Depending on your technique, of course.
 
Re: Tonal Challenge: How to sound like a saxophone?

Thanks, doc! Gives me a good starting point for experimenting.
 
Re: Tonal Challenge: How to sound like a saxophone?

Copping a sax technique isn't so much a problem as getting the tone, which is what I think the OP seems to be after (hence his no midi/no synth statement).

Ultimately it depends on how close you intend to get to a sax tone, specifically the samples you posted.


Sax players do have a wide range of tonalities from each other, for those guitarists/non sax fans who didn't know.
There's the softer tones all the way up to the blaring and raspy tones.

I'm hearing the more smooth tones from the Stan Getz clip.

At any rate, you'll a ton of EQ (3-band amp/parametric won't cut it, you'll need 15 band graphic to cut/boost specific freqs).

You'll also need a slight overdrive effect to cop the rasp of brass.

On top of that, you'll need something that can automatically shift the guitar's tones to match certain sax tones - the smooth and mellow tones are simple but you're limited to the 4th-6th strings, and only to the first 5 frets. If you go into higher notes you'll lose the sax tonality unless you use an auto-wah that can be set to specific notes, as well as how much the effect is engaged.

As well, to emulate the "breath" effect for each note, you'll need either a gated reverb or reverse reverb effect that swoops in at the start of each note.
On top of that, you'll have to learn to play ahead of the beat so the breath starts early enough for the note to sound when it's supposed to.


If you don't want it to sound like completely fake crap, I'd suggest a guitar-based synth unit instead of trying to make a guitar + guitar amp sound like a sax.


That is if you care about how close to the real thing it is.

Wow, I'm impressed. I'll sit down one day and test that out. However, I didn't actually mean imitating the sax down to the nth frequency (if that makes any sense), but more an approximation. But I really appreciate your answer.
 
Re: Tonal Challenge: How to sound like a saxophone?

Two words - Allan Holdsworth. Two more words - John Coltrane.

Cop the phrasing and the Attitude first. Worry about the tone later.
 
Re: Tonal Challenge: How to sound like a saxophone?

I have a similar problem in that I really like to do things that flute players do.

One aspect that some to mind: both in the flute case and the sax case your problem is that those guys have extensive control over what is happening as the tone "rings out", whereas most of your control is at pick time.

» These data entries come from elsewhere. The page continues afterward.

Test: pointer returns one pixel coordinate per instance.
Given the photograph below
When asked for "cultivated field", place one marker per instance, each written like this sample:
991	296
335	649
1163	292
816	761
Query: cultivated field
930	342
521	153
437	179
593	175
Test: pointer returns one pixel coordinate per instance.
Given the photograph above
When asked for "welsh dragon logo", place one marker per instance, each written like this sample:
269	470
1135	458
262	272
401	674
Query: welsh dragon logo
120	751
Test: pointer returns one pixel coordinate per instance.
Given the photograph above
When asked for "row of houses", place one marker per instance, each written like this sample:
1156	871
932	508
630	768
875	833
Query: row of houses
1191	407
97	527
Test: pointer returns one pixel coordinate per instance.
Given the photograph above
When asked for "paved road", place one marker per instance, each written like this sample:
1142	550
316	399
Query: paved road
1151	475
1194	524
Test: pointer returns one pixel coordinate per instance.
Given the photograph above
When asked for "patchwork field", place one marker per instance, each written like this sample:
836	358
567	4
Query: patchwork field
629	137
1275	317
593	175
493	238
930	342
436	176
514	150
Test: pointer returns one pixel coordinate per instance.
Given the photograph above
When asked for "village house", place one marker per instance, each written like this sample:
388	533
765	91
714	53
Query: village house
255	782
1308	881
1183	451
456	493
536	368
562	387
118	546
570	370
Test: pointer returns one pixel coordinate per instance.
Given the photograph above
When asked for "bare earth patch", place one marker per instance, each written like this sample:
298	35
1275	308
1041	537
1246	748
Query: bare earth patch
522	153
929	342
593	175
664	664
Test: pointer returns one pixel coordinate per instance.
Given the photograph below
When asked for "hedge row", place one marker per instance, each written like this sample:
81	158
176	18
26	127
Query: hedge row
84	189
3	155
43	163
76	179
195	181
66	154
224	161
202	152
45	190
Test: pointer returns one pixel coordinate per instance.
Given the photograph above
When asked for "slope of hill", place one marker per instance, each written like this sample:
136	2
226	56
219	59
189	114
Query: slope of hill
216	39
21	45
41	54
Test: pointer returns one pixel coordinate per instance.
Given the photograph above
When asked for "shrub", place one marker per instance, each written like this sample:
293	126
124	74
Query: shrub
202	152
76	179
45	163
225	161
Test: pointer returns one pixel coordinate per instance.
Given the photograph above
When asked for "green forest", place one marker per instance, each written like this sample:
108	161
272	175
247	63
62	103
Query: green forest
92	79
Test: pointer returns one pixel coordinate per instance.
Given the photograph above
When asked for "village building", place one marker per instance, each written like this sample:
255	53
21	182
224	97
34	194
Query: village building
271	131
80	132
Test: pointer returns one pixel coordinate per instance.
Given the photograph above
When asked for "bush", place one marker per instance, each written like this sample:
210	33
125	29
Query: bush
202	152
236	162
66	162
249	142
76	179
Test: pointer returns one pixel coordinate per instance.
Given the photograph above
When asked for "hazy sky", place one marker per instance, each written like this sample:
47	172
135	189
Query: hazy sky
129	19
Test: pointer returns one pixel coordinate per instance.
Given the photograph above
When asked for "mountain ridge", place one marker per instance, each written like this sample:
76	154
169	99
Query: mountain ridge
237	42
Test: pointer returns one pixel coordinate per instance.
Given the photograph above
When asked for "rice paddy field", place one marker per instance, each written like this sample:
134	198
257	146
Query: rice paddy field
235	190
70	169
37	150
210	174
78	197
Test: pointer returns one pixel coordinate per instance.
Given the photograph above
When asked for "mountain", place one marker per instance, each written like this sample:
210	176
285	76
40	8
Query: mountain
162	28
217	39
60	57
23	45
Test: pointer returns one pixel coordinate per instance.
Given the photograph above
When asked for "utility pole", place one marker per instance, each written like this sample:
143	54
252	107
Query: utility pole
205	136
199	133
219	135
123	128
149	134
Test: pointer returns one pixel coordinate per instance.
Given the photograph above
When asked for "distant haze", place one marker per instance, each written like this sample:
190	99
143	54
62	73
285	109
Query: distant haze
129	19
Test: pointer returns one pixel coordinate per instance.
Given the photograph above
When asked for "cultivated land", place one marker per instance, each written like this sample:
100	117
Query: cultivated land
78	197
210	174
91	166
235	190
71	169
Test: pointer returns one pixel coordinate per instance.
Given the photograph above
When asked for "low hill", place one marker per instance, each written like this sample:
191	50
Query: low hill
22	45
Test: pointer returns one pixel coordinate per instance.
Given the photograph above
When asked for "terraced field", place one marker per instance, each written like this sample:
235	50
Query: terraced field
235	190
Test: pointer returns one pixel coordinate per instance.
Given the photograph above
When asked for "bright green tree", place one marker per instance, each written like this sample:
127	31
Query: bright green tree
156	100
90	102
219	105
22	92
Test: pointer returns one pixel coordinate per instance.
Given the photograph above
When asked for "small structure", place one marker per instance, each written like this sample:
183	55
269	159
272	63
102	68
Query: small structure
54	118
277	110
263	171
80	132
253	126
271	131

To do interesting stuff on an electric guitar at post-pick tone-ringout time you basically have to have some pretty heavy distortion that is right at the edge of flipping over into more or less pronounced overtones. That means a little change in what the strings do gets multiplied because the distortion is right at the edge. Then, little variations during ringout can do post-pick expressions, such as left-hand vibrato and feedback.

As a first approximation you want a guitar with a steel tremolo block, a Strat neck pickup and a Big Muff. Which is, BTW, what Gilmour does much of the time.